Application of non-destructive and chemical-free short-wave infrared hyperspectral imaging (SWIR-HSI) coupled with machine learning regression for rapid estimation of deoxynivalenol (DON) in individual corn kernels
摘要
Deoxynivalenol (DON), found in corn, is a serious food safety issue. This study utilized a hyperspectral imaging system (HSI) in the shortwave infrared region (reflectance, 900–2500 nm) to estimate the deoxynivalenol (DON) content in corn kernels through correlated spectral signatures. The corn kernel pericarp layers were cracked and spiked with laboratory DON at five concentration levels—0, 1, 2, 5, and 10 µg/g to mimic the natural distribution of DON. The HSI images were acquired at two different orientations of corn grain—germ-side and endosperm-side. The acquired images were subjected to 15 different preprocessing and feature selection methods. Partial least square regression (PLSR) and support vector machine regression (SVMR) models were developed to correlate the processed spectra with the DON content measured by ELISA. The spectral data from the full spectrum and the spectral data from significant wavelengths obtained using feature selection methods were used to build regression models.
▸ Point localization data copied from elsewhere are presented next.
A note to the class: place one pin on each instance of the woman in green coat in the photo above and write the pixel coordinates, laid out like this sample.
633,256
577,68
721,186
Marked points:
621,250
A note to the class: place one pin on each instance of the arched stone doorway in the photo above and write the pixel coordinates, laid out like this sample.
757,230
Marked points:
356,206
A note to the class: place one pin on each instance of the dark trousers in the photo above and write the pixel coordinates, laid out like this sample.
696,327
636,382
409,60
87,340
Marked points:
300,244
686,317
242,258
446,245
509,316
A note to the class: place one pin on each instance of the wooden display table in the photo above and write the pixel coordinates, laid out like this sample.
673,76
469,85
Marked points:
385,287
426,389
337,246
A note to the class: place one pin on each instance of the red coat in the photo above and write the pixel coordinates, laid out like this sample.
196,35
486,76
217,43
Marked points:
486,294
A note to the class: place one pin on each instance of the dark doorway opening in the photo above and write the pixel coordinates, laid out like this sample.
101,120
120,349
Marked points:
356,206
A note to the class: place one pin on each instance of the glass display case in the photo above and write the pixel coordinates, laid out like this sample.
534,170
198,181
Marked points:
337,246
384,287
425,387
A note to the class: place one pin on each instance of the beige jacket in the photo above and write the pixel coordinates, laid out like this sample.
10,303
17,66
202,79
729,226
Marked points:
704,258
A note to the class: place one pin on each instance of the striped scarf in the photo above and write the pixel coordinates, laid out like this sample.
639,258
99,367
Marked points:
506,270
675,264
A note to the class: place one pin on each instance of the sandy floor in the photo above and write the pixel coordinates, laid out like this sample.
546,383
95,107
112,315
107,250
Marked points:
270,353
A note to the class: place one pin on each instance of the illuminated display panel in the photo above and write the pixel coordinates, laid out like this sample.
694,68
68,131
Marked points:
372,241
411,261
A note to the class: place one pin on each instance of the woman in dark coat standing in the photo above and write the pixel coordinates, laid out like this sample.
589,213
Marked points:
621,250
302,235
The SVMR model developed from the germ-side full spectrum with SNV preprocessing provided the best R2 prediction of 0.9855 and RMSE prediction of 0.2953. The SVMR model developed using germ-side significant wavelengths with orthogonal spectral correction (OSC) + standard normal variate (SNV) preprocessing provided the best R2 prediction of 0.9847 and RMSE prediction of 0.3010.